One can trace a clear genealogy from baseball analytics to data-driven punditry, as evidenced by the forecaster Nate Silver himself, who first rose to prominence with his baseball analytics system PECOTA (“Player Empirical Comparison and Optimization Test Algorithm”). Silver would go on to create the highly successful blog-turned-publication FiveThirtyEight on the basis of successful election forecasting and data journalism inspired by sabermetric approaches.
Today, an unrelenting faith in analytics and its predictive power imbues our relationship with topics as far-reaching as politics and health care under this notion that everything can be quantified. The New York Times’s recent headline surrounding former Microsoft CEO Steve Ballmer’s efforts to build a “‘Moneyball’ for Government” suggests that moneyball-as-analogy is here to stay.
Tyranny of Spreadsheets
Twenty years after Moneyball, Michael Lewis’s broader journalistic project has become quite clear. Lewis’s 2010 bestseller The Big Short: Inside the Doomsday Machine picked up on Moneyball’s success, becoming the public’s focal point for understanding the 2008 financial crisis in layman’s terms (the book even followed Moneyball’s blueprint as a crossover Hollywood blockbuster).
The central problem with Moneyball, and The Big Short to boot, is not the writing itself — Lewis is clearly a talented storyteller with a knack for teasing out complex ideas with compelling narratives. But like The Big Short and Lewis’s 2014 book Flash Boys: A Wall Street Revolt, which position a handful of rogue traders and financial analysts as protagonists, Moneyball turns the managers into players to root for.
In this worldview, the new sports field is the financial market, and the new game is the thrilling quest to find “edge,” whether in the form of shorting failing subprime mortgage–backed securities or creating new efficiency metrics for evaluating labor. The numbers whizzes in Lewis’s narratives are the little guys, up against lumbering, cartoonishly evil corporate behemoths. But what about those other scrappy underdogs? Rather than encouraging us to consider the ways in which baseball players themselves are exploited as laborers, Lewis leaves us with an invitation to play manager and fantasize about fulfilling our own quest to “find edge” by peering past the human, deep into the stats and figures.

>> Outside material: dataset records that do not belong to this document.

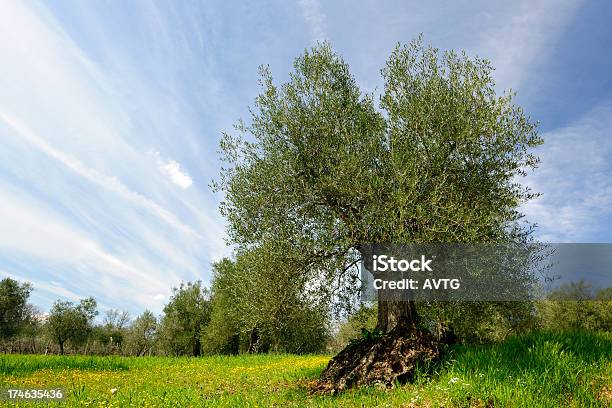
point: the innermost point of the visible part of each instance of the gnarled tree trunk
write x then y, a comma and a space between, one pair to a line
388, 356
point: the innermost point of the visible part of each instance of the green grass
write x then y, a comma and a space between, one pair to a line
539, 370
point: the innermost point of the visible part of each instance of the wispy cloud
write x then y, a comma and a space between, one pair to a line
83, 205
315, 19
575, 178
172, 171
520, 34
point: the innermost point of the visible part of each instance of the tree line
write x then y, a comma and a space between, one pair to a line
198, 320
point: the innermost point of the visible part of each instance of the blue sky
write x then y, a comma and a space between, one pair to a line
111, 112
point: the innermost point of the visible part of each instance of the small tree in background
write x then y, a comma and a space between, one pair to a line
15, 312
141, 335
71, 323
185, 315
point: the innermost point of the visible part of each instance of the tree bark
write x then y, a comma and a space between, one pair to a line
397, 314
386, 357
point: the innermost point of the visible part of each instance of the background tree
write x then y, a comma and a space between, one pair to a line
141, 335
110, 334
185, 316
71, 323
15, 312
576, 306
320, 169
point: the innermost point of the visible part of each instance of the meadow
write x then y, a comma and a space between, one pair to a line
571, 369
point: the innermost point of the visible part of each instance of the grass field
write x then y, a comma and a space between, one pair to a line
539, 370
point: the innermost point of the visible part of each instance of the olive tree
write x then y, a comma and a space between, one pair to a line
71, 323
319, 168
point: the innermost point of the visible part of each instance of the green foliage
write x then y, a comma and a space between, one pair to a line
141, 335
185, 315
575, 306
319, 169
257, 304
15, 313
72, 323
19, 366
539, 370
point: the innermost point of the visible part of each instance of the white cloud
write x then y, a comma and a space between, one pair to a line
172, 170
520, 34
575, 177
315, 19
79, 197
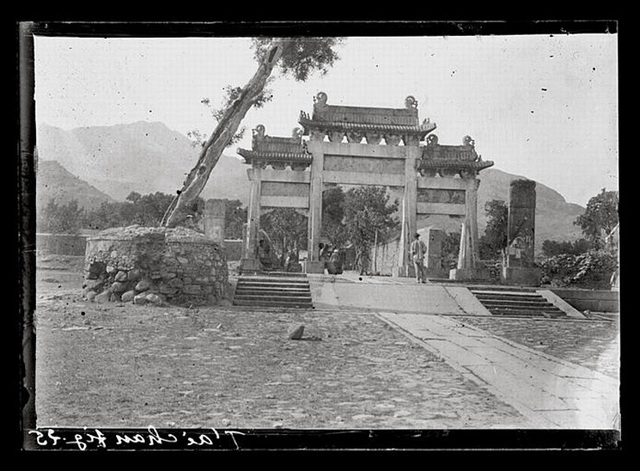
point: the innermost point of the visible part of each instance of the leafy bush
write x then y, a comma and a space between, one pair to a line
592, 270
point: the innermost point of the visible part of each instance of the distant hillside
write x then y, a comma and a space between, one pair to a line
143, 156
554, 216
149, 157
53, 181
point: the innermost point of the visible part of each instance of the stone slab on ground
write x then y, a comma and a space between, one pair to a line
419, 298
541, 387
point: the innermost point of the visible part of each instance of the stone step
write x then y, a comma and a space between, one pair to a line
538, 307
516, 302
279, 274
515, 299
272, 303
273, 281
271, 293
270, 288
506, 294
526, 313
545, 308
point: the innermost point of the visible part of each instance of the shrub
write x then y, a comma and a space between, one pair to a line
592, 270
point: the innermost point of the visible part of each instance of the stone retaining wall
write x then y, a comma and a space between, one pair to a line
592, 300
60, 244
155, 265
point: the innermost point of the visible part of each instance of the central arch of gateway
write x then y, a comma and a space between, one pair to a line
355, 145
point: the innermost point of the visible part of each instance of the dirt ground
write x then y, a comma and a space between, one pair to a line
122, 365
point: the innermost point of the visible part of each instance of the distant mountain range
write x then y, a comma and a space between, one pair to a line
106, 163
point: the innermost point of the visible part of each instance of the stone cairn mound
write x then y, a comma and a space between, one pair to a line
155, 265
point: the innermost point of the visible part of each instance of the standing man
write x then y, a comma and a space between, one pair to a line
418, 250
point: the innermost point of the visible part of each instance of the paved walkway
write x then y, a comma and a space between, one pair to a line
550, 392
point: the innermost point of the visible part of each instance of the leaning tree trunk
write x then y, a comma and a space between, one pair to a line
221, 137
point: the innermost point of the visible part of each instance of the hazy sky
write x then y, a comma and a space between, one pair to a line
541, 106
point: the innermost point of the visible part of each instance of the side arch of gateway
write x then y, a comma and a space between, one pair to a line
344, 145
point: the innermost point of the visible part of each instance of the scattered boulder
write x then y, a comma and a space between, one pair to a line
134, 275
295, 332
154, 299
93, 284
102, 297
128, 296
143, 285
118, 287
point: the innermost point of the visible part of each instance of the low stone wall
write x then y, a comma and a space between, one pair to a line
233, 249
155, 265
60, 244
384, 257
592, 300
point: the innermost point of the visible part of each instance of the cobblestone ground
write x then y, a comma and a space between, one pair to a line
136, 366
120, 365
593, 343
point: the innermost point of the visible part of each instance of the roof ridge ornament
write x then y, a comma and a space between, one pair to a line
411, 103
320, 100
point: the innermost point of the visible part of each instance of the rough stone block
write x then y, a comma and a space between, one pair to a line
153, 298
134, 275
128, 296
118, 287
176, 283
102, 297
165, 288
143, 284
140, 299
192, 289
93, 284
295, 332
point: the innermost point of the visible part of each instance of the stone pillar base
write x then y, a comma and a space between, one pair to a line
249, 265
404, 271
469, 274
309, 266
433, 272
521, 276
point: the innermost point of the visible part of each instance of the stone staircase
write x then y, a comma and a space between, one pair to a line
516, 302
273, 289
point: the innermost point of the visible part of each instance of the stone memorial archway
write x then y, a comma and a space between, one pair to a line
353, 145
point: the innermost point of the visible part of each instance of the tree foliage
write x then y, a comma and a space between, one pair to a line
592, 270
367, 211
333, 227
302, 55
551, 248
494, 241
287, 230
297, 57
60, 218
600, 217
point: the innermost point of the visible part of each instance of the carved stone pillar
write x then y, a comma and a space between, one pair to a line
469, 254
250, 260
519, 267
313, 263
409, 212
214, 220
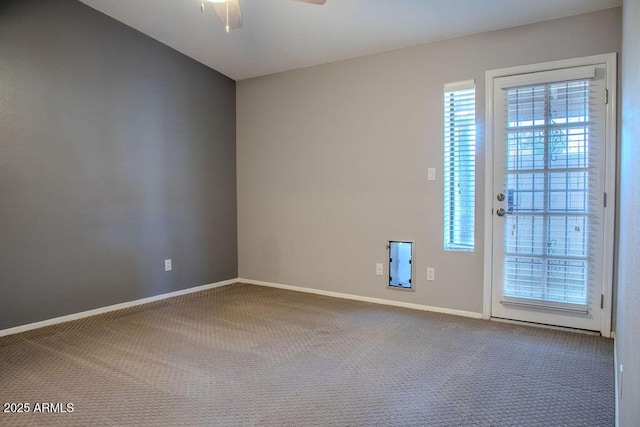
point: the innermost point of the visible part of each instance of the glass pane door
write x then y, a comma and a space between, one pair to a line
548, 232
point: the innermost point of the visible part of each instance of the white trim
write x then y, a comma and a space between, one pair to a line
115, 307
364, 299
461, 85
610, 165
563, 74
544, 326
616, 392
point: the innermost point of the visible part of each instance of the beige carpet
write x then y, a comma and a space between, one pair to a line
248, 355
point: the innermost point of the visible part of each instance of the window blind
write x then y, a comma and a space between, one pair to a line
459, 165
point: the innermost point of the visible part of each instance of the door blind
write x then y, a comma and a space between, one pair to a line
550, 203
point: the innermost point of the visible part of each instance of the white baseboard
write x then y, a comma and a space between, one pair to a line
101, 310
365, 299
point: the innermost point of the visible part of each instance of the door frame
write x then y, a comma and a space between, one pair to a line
610, 173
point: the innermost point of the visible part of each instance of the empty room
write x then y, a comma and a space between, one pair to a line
320, 212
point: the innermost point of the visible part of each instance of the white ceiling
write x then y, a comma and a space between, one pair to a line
281, 35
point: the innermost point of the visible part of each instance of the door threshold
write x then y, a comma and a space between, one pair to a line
545, 326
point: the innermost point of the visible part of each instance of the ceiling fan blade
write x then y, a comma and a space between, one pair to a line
229, 13
313, 1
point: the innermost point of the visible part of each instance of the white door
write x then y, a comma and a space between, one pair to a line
548, 222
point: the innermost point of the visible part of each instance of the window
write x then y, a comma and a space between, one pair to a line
459, 165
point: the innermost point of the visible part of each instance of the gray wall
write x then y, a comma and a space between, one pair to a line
332, 160
627, 334
116, 152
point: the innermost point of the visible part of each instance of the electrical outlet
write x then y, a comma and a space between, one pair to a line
431, 174
431, 273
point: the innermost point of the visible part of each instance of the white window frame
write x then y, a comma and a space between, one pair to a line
450, 246
610, 178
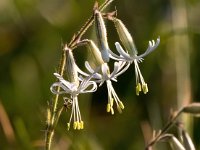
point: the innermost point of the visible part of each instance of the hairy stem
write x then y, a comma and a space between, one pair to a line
55, 115
164, 130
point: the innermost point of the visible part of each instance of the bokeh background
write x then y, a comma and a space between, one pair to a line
31, 33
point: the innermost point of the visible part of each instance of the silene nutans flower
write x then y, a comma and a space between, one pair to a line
74, 86
130, 53
102, 74
101, 34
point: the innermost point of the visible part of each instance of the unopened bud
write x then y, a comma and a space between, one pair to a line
71, 68
125, 37
101, 35
187, 141
175, 143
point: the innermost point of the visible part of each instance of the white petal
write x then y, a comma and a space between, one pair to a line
152, 46
122, 52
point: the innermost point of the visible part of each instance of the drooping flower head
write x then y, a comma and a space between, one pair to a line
102, 74
73, 87
130, 53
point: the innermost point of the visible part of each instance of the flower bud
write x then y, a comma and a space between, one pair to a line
71, 68
101, 34
96, 55
125, 37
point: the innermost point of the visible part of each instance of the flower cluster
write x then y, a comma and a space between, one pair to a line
76, 81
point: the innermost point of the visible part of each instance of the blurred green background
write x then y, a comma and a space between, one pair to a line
31, 32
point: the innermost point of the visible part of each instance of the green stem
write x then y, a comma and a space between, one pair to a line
164, 130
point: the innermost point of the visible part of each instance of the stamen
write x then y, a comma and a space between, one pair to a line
75, 124
108, 107
121, 105
145, 88
68, 126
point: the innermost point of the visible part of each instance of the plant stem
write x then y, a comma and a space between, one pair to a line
164, 130
55, 115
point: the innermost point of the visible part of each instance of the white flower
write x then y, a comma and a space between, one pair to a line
126, 57
71, 88
105, 76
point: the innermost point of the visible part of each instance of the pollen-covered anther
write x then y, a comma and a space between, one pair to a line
112, 111
108, 107
111, 102
81, 124
68, 126
121, 105
101, 34
138, 88
145, 88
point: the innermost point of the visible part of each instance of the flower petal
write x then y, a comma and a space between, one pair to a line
122, 52
152, 46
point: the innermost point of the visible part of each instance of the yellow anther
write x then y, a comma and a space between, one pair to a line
121, 105
112, 111
145, 88
68, 126
82, 124
119, 109
78, 125
75, 125
139, 87
111, 102
108, 108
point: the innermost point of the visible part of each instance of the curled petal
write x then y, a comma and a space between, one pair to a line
152, 46
92, 71
123, 70
86, 88
122, 52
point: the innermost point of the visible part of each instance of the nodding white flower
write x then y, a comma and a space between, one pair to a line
105, 76
74, 86
71, 88
129, 55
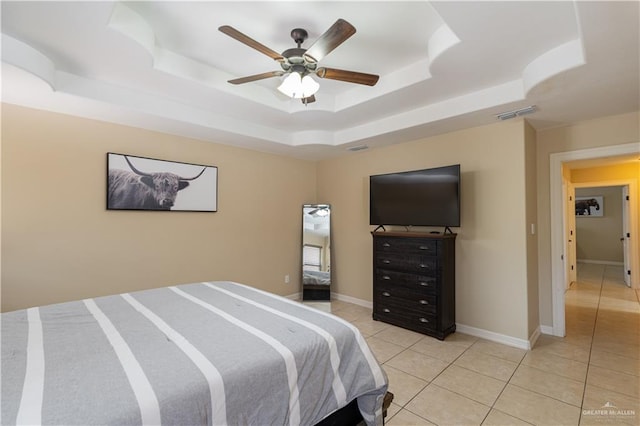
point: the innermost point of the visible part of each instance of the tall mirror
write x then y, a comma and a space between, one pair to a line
316, 252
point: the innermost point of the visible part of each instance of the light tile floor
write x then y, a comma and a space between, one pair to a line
592, 376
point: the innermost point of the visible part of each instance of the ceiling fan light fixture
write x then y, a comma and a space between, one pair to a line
298, 87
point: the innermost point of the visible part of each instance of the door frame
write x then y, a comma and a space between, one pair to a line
556, 161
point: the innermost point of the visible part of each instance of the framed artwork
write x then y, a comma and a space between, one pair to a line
139, 183
591, 206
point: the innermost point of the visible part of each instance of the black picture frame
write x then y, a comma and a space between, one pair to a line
141, 183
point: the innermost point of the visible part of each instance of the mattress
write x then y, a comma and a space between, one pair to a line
210, 353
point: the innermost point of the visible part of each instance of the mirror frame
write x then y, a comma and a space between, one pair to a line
316, 286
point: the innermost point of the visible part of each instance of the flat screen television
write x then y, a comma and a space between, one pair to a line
428, 197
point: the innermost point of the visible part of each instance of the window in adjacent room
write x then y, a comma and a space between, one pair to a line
311, 257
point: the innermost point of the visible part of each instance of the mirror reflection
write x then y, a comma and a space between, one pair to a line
316, 252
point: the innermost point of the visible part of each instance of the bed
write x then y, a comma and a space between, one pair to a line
195, 354
316, 277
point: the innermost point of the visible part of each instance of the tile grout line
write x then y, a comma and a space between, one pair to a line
593, 335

Michael Lewis has made a career out of those who see financial markets differently, and cash in on what they see. There’s no doubt that his subjects have special, enviable abilities. But do they really leave the world better? The mechanization, quantification, and financialization of everything undoubtedly renders life less warm and dimensional, cramming it into spreadsheets while also fine-tuning the machines of exploitation and inequality. Maybe such stories are actually cautionary tales, in which case we’re cheering at our own submission to the tyranny of numbers with dollar signs in front of them.